Ordalie / Morgan of Glencoe

La suite des aventures du Yuri qui a bien évolué dans ce troisième tome.

Je continue la série de « La Dernière Geste » avec « Ordalie », le troisième tome des aventures de la jeune Yuri. Au début de ce troisième tome elle vit en Keltia depuis plusieurs mois, elle a muri et Louis-Philippe de son côté règne sur le royaume de France. Les deux pays ne s’entendent toujours pas et les choses vont déraper dans ce troisième roman. Une guerre mondiale couve mais des solutions existent. Yuri va devoir revenir dans le Royaume de France en tant qu’ambassadrice de Keltia pour apaiser les tensions mais elle ne sera pas la seule à agir dans ce sens. On retrouve avec beaucoup de plaisir les personnages de Morgan of Glencoe. Du jeune Pyro à Yuri en passant par le roi Louis-Philippe ou la capitaine Trente-Chênes. Les parallèles malins avec la société contemporaine et le monde imaginaire de l’autrice sont toujours aussi savoureux. C’est par exemple une altercation raciste envers les fées qui est en grande partie à l’origine des tensions entre les deux royaumes. Morgan of Glencoe rend ses personnages complexes, attachants et ils évoluent d’un bouquin à l’autre. On est embarqués dans les aventures et les passages touchants alternent avec les passages plus dramatiques. L’humour n’est pas en reste, comme dans les deux premiers romans. Je vous invite à découvrir cette très belle série de Fantasy où la diplomatie tient une place centrale dans les intrigues, que ce soit à petite échelle ou à grande échelle, les enjeux s’imbriquent très bien dans le Paris du XVIIIe siècle.
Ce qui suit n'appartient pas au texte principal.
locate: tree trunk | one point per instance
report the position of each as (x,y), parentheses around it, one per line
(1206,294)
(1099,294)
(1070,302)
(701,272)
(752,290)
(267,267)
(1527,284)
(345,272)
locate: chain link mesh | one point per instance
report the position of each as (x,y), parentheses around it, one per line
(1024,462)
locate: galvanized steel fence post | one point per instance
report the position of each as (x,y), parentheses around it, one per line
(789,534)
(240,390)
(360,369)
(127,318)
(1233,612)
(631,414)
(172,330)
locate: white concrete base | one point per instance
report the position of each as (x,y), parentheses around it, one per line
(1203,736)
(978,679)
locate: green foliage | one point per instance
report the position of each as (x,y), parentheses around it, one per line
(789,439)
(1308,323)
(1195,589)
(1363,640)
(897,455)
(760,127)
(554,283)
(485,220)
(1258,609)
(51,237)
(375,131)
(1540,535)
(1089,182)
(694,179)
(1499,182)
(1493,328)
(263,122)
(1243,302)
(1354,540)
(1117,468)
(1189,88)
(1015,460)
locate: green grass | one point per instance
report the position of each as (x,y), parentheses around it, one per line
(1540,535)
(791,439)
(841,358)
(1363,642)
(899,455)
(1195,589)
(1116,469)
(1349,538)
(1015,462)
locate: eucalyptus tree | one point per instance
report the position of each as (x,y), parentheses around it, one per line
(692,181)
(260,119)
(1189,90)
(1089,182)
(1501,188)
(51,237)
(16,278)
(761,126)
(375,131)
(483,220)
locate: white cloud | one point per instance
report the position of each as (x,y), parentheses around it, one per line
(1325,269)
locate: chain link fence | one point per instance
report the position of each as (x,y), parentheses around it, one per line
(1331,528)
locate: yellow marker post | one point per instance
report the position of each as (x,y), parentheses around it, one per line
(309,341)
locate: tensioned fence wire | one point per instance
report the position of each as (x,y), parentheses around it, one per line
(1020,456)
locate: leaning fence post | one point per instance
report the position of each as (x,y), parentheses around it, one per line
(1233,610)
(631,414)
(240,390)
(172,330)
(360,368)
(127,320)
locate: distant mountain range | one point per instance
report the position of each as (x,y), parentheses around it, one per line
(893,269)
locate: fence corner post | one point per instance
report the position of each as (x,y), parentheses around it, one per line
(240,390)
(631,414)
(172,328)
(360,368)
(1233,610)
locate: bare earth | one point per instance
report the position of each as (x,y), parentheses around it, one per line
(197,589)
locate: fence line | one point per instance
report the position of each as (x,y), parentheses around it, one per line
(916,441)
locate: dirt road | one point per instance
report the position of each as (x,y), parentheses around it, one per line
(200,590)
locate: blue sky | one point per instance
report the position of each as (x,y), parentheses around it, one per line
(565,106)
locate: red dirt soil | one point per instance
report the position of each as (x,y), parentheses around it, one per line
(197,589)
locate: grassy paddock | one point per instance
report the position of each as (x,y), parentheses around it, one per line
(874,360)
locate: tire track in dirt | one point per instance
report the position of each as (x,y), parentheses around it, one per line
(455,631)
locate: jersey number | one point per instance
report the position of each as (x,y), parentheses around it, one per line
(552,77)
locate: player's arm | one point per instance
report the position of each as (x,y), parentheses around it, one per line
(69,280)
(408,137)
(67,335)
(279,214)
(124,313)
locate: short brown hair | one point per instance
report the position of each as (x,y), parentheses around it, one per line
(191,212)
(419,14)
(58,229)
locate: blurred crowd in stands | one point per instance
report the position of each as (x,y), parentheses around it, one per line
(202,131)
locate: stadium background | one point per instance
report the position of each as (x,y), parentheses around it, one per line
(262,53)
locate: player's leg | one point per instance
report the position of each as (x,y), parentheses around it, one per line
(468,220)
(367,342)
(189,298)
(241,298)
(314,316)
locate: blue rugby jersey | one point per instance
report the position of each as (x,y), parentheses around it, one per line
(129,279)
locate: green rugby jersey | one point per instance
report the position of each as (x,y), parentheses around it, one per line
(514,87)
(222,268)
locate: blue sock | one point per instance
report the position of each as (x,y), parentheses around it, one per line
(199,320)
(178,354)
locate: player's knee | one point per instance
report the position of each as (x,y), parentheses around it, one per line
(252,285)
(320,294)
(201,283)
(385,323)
C’est une pentalogie qui est annoncée et on ne peut que se réjouir de retrouver bientôt la suite (suite que l’on entraperçoit d’ailleurs à la fin du roman). On aime aussi retrouver l’art du dialogue de la romancière qui ne laisse rien au hasard, comme lorsqu’il est question du statut des personnages féminins par exemple. Du très bel ouvrage du début à la fin.

Ordalie, ed. ActuSF, 17,90 euros, 485 pages.

L’Ange rouge / François Médéline

Un roman noir (très) sombre et prenant dans la ville des gones.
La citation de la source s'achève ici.